Sourcing is such a big part of aniline leather that the price point will generally match the fact that the average piece of cowhide will not be eligible for this process.
This makes aniline generally a good signal of high-quality leather pieces more reliably than monikers common in the marketing departments of the leather industry.
For example,genuine and Italian leathers have a wide, wide variance of quality. Yet, we as consumers are led to believe that these words denote true quality. In comparison, aniline is not a term that we can easily identify its meaning.
In truth, this term denotes a careful selection and care given to the cowhide in its production to give a look that is true to its quality and ethos.
When looking at a company’s website, seeing pieces of aniline might be slightly deceiving as the pictured piece will almost never be the one you receive, and thus yours will look slightly different. This may make you want to shy away from aniline leather, but the true test will be with the quality and transparency of the company you are buying from.
We atAndar have aniline leather that truly will be great looking, even if slightly different from the pictured piece. We chose the leather pieces to tan to fully give the leather the chance to be as great as possible. We treat the pieces with the respect they deserve, and the product that comes out of that respect is something that you will be happy with and constantly curious about.
There could be a tendency to be confused about the difference between aniline leather and distressed leather. This is understandable as both aniline and distressed leather give a more rugged, varied look that could look worn if done improperly or with a low-quality piece of leather.
They inspire the feelings of classic western films by showing off that dusty, rugged look of the period. However, the difference is how they got to the set, along with a few more minor differences that change the way the piece looks overall when examined a bit more closely.
Firstly,aniline leather must be chosen to aniline very early on in its life of production. The method of tanning and treating aniline leather is a painstaking process that may be temperamental.
As we have already previously mentioned, there must be great attention to choosing which leather pieces to make into aniline because it tends to look ragged if a low-quality piece of leather is chosen. Aniline can truly be a beautiful piece, but it must be treated carefully and with plenty of dedication.

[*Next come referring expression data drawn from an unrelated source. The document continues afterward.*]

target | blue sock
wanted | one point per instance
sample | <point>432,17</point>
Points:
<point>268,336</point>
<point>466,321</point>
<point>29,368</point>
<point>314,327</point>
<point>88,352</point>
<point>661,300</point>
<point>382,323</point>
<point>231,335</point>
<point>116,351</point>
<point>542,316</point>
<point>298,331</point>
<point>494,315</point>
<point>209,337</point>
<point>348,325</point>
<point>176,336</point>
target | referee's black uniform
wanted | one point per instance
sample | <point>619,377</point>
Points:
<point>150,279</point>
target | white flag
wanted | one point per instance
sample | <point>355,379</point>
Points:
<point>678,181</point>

In contrast, distressed leather can be made distressed later on in the process. Distressing is a process done to the leather after it has been completely tanned and treated. It gives a truly worn and rugged look tastefully.
Because of the different times in the piece’s production, it is possible to have a piece of leather that is both aniline and distressed, although this is very uncommon for a few reasons.
One of the major differences between these two types of leather is the quality. Not in all cases, but in general, aniline leather is a higher quality of leather than a distressed piece of leather.
This is for a couple of reasons:
Firstly, aniline leather needs a particular type of cowhide to tastefully render a beautiful product: only the highest quality leather can become a worthy aniline piece. On the other hand, distressing leather is a generous procedure that can be applied to lower-quality hides.
Secondly, distressed leather will generally be tanned with distressing in mind, so there will not be as much attention given to each piece as would be with aniline. There is also a tendency to tan the piece to make the distressing process simpler. However, this makes the piece more easily scratched, faded, and worn.
Ultimately, aniline leather is a piece of leather that has undergone a treatment of tanning with soluble chemicals that allows the leather to speak for itself as a quality item. It gives off a rugged, unique look that is one-of-a-kind that is painstaking to accomplish. When done correctly, aniline has a natural look that entrances and delights.